I thought I would write up my own instructions for making one of these. (Because I do it slightly differently to everyone else out there...more shortcuts, less professionalism...lets face it I am a lazy seamstress...)
This makes one pouch approximately 5.5" long, 3" tall and 1.75" deep. Its pretty adaptable though.
2 pieces of outside fabric, 5.25" tall by 9.25" wide
2 pieces lining fabric, same size
2 pieces fabric to cover zip ends, 4" by 1.25"
2 pieces of fabric to make zip pulls with (optional), 4" by 2.5"
Note: All seams are sewn with a 3/8" seam allowance. (Sorry, I've never been able to figure out how to type fractions on a mac - if anyone knows, please educate me!) Always backstitch at the start and ends of seams. Use a short stitch length.
1. Cut out all your pieces.
2. Take your zip covering piece and fold it over 3/8" either end and press. Then fold the whole thing in half and sandwich it over the end of your zip. Sew in place. Do the same on the other end.
3. Take one outside and one inside piece and fold and press 3/8" of the top of each piece over.
4. Sandwich these with the zip between them, so that the inner fabric is facing down and the outer fabric is facing up. Pin in place if you feel the urge...
5. Starting 3/8" from the end, sew down the sandwich, stopping 3/8" from the end. (I forgot to leave the 3/8" in mine and had to unpick it afterwards.)
6. Do the same for the other side of the purse, making sure the outside fabric is facing the opposite way - so that the top of your pattern is at the zip.
7. Trim off the excess zip-covering fabric so it's flush with the other fabrics.
8. Open the zip halfway. VERY IMPORTANT STEP!
9. Take the two pieces of the outer fabric, place them right sides facing, line up the bottom ends of them, and sew them shut.
10. Do the same with the liner fabric. If you like with the inner fabric, you can leave a 3" gap in the middle of this seam - you will use this to later turn the whole bag the right way out. I just sewed it up, then used the seam-ripper later to open it. You now have two wrong-sided open-ended tubes, attached in the middle where the zip is.
11. Make your pull tabs. (Optional) Take the pull tab fabric and fold and press two 3/8" folds along the length of it. Then fold the whole thing in half lengthways and sew it shut. Fold it in half width ways and press. Make two of these.
12. Sew the ends shut. To do this, line up the bottom seam (made in step 9) with the zip, so that half of the purse fabric is sticking out either side. Insert the pull tab into this, right on the centre of the zip. Stick a pin in there to hold it in place.
Pinning in place
13. Flip the whole thing over and lift the liner fabric out of your way, then sew through the outer fabric, including zip and pull tab as pictured, removing the pin. Go over the zip part a couple of extra times to strengthen it. Do the same on the other end.

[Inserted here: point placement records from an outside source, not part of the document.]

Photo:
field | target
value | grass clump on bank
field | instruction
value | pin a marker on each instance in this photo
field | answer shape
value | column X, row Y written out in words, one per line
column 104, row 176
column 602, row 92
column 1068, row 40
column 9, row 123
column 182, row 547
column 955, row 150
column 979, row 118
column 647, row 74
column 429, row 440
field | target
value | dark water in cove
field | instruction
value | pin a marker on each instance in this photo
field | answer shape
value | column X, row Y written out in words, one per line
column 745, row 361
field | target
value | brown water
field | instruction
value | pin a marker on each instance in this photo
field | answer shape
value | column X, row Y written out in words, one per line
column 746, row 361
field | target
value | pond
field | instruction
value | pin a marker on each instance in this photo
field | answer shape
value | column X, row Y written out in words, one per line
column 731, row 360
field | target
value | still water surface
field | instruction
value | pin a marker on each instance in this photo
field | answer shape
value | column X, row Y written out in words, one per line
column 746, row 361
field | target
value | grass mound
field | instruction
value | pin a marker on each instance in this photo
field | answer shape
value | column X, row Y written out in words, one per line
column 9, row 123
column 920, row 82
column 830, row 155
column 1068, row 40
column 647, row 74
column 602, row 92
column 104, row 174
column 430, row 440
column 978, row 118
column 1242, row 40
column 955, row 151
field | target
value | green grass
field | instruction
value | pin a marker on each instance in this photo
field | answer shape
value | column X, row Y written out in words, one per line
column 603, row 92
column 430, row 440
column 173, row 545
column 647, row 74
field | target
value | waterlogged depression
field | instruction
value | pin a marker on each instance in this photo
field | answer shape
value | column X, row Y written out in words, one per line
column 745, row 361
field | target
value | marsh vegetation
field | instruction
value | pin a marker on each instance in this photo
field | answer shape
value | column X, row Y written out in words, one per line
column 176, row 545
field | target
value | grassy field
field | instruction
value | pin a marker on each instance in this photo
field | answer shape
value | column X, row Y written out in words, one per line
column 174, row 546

14. Now do the same for the inner fabric, including sewing through the zip yet again (i.e. lift the outer fabric out of the way in the same way you did the inner in the previous step.) You now have two connected bags that are inside out.
15. In the picture above, have a look at the bottom section - this is the outer fabric. Look at the crease that runs from the near corner to the corner at the back left of the photo. You are now going to pinch the seam on the outer fabric, so that the seam you just sewed lies on top of that crease, making a little triangle at the corner.
16. Mark a line on the triangle you just made, 1.5" from the point of the triangle and at right angles to the seam. (Marked in purple below.) Sew along this.
17. Do the same for the other side of the outer fabric - so two triangles are sewn.
18. Cut off the excess fabric in the triangle and go over the raw ends with a zig-zag stitch.
19. Now do the same to the other end of the outer fabric, on both sides. Then repeat the whole process on the inner fabric. I seem to have forgotten to photograph this part, but to be honest it looks very confusing and you are doing exactly the same thing on all 8 corners anyway.
20. Rip a 3" hole in the bottom of the inner seam if you need to and turn the whole shebang inside-out.
21. Sew the seam shut - it looks much better if you hand-sew it, but as you can see, I am lazy and did it on the machine.
Et voila, a finished box bag, with no visible seams in sight!